By Robert Bordo — August 22, 2017

A Journey Towards a Custom Data Warehouse Solution
Part 2: We Need Storage

6 minutes read

In the beginning we created a cluster. And the cluster was without form, and void; and nulls were upon the face of the storage.

As we learned in part 1 of our series, a data warehouse consists of several components. The key component is the storage. All the others group around it. But how can one draw a decision on which storage solution to adopt? What is out there anyway?

Preface

In a perfect world there would be only one kind of storage that fits all the needs of current DWH development and analysis. But since we are not living in that kind of place, we have several options. And the number of options increase the deeper one dives into the topic. There seem to be solutions for every use case you can think of.

That might be a good starting point. What is our most common use case? What are we going to store? And how would we like to access our data in the end?

Our major source is a massive amount of log data coming from our app. Everything the user does (e.g swiping through articles, selecting categories, leaving the app) is tracked, enriched with metadata (e.g. the user’s location, app version, article identifier) and stored by a third-party service in big, semi-structured log files. Having only this source, a time series database like Graphite or InfluxDB could do the job. But also having slow changing master data, like user profiles, article metadata and maybe even to keep a history of data, this solution would not satisfy our current and future needs.

Another thing that comes to my mind is how the data will be accessed by our final consumer (namely: Business Intelligence). Usually they use tools like Jasper Reports or Tableau for generating reports. For analyses we have to pre-aggregate the data to make queries more performant and translate raw information into a digestible format.
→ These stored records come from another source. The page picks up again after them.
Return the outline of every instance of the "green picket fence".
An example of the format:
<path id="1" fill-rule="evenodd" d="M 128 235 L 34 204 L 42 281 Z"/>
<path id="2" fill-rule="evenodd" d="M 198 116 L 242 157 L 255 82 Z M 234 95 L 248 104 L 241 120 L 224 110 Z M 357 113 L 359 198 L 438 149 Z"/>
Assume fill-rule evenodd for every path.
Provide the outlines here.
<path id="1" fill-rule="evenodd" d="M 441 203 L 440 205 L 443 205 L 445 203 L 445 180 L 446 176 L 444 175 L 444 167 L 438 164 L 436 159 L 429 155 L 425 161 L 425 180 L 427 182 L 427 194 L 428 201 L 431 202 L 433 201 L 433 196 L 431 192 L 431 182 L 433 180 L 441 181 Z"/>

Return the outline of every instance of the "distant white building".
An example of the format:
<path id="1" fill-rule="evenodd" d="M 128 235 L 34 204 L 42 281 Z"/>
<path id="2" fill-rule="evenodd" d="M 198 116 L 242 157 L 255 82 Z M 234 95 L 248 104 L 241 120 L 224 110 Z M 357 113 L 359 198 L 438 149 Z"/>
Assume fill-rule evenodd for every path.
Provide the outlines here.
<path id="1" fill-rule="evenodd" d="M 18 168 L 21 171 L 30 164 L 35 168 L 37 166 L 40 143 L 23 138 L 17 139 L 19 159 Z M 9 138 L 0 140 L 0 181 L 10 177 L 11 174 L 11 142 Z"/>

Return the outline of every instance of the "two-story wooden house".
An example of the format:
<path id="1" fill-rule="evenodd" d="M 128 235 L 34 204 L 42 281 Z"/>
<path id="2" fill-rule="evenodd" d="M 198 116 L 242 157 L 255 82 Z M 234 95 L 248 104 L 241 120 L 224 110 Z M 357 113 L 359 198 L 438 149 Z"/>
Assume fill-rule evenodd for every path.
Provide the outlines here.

What else is on the market?

Storage	good at	bad at	Example
S3/Flat Files	scalability, easy to use, data lake	querying	S3
Time Series DB	handling time series data	non time series data	Graphite
Relational DB	referential integrity, transactions	semi-structured data	Postgres
Key Value Store	semi-structured data, speed	complex queries	DynamoDB
Document Store	schema free	aggregating	Elasticsearch
Wide Column Store	storing large number of dynamic columns		Hadoop
Graph Database	processing of graph structures	indexing	Neo4J
Object Database	storing objects	speed	Versant

And there are even more. An extensive list can be found here.

The Given One - S3

Something I forgot to mention is, we store all (semi-structured) data we receive from different sources to S3 first. S3 serves as our Data Lake. This enables us to only load relevant data selectively to our main storage without losing information, because we could re-load afterwards. This reduces costs (S3 is cheap, our main storage is not) and Amazon Athena even enables us to query data in S3 directly.

The Candidate - AWS Redshift

Most of our infrastructure is hosted on Amazon Web Services (AWS). It would be handy to stay on this well known ground. There must be something out there. And it is indeed. Redshift is Amazon’s “data warehouse as a service” solution.

On Redshift’s homepage you can read:

Amazon Redshift is a fast, fully managed data warehouse that makes it simple and cost-effective to analyze all your data using standard SQL and your existing Business Intelligence (BI) tools.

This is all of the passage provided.